Thereby, the output signal of the D/A converter 29 can obtain an output voltage proportional to the magnetic field strength H or the current I.

Therefore, according to this embodiment, since the signals are digitally processed, the accuracy in signal processing is further improved, and the magnetic field or current can be detected with even higher precision. In addition, the signal required for detection is a sine function such as sin2θ, but it is an arc sine function.
Since signal processing with calculation elements such as sin ^-1 (X) can be easily executed, θ<<1
It becomes possible to detect a wide range without being limited to a certain range.

〔Effect of the invention〕

As explained above, according to the present invention, it is possible to eliminate errors caused by variations in the characteristics of optical systems such as optical fibers, and thereby it is possible to detect magnetic fields or currents stably and with high precision. .

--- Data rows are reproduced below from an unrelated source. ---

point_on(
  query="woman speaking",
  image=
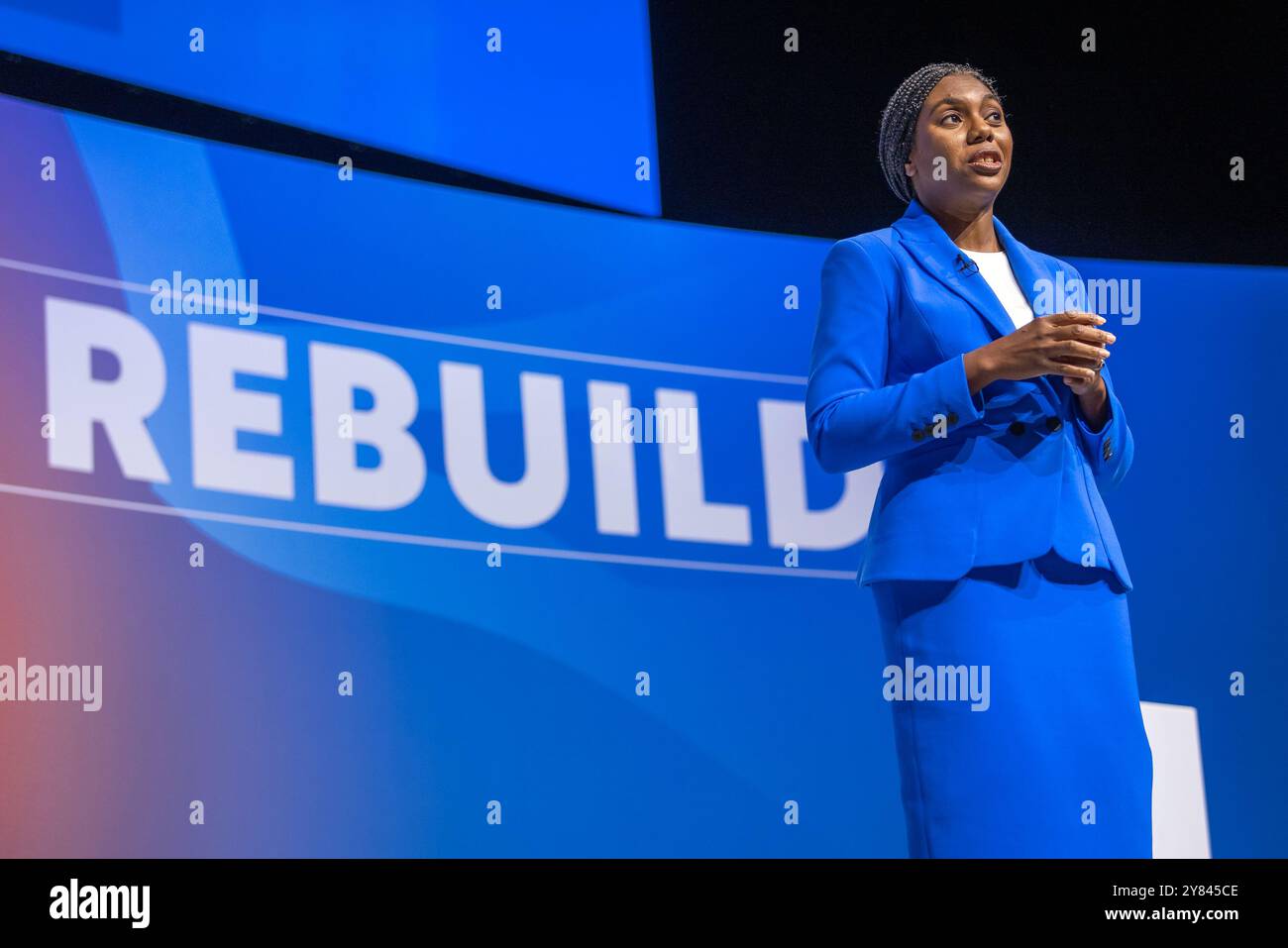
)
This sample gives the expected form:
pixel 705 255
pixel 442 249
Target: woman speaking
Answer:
pixel 969 365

[Brief explanation of drawings]

FIGS. 1 and 2 are block diagrams showing an example of an optical magnetic field sensor, FIG. 3 is a block diagram of a first embodiment of the optical magnetic field sensor of the present invention, and FIGS. 4 a to 4 e illustrate the embodiment. FIG. 5 is a block diagram of the second embodiment of the optical magnetic field sensor of the present invention, and FIG. 6 is a block diagram of the main parts of the third embodiment of the optical magnetic field sensor of the present invention. be. 4... Polarizer, 5... Magnetic rotator, 6... Conductor, 7... Analyzer, 10, 11... Optical fiber,
12, 13... Light receiving element, 14, 15... Current voltage conversion amplifier, 19, 20... Low pass filter, 2
1, 22...analog adder, 23, 24...divider, 25...analog adder, 28...digital arithmetic device.

Claims (1)

[Claims] 1. A magnetic optical rotator having a Farade effect in which the plane of polarization rotates in accordance with the applied magnetic field strength, and the polarized light transmitted through the magnetic optical rotator is split into vector optical signals of two orthogonal components. an analyzer, a light-receiving element that receives the optical signal via an optical fiber and converts it into an electrical signal, and detects the rotation angle of the polarization plane using the electrical signal output from the light-receiving element to determine the magnetic field strength. a signal processing circuit for detecting, the signal processing circuit subtracts each average value from the input signal, further divides by each of the average values, and calculates the rotation based on the difference between the signals obtained by the division. An optical magnetic field sensor configured to detect corners. 2 In the invention described in claim 1,
An optical magnetic field sensor characterized in that the magnetic optical rotator is disposed close to a conductor and is provided in a magnetic field that changes depending on the current flowing through the conductor.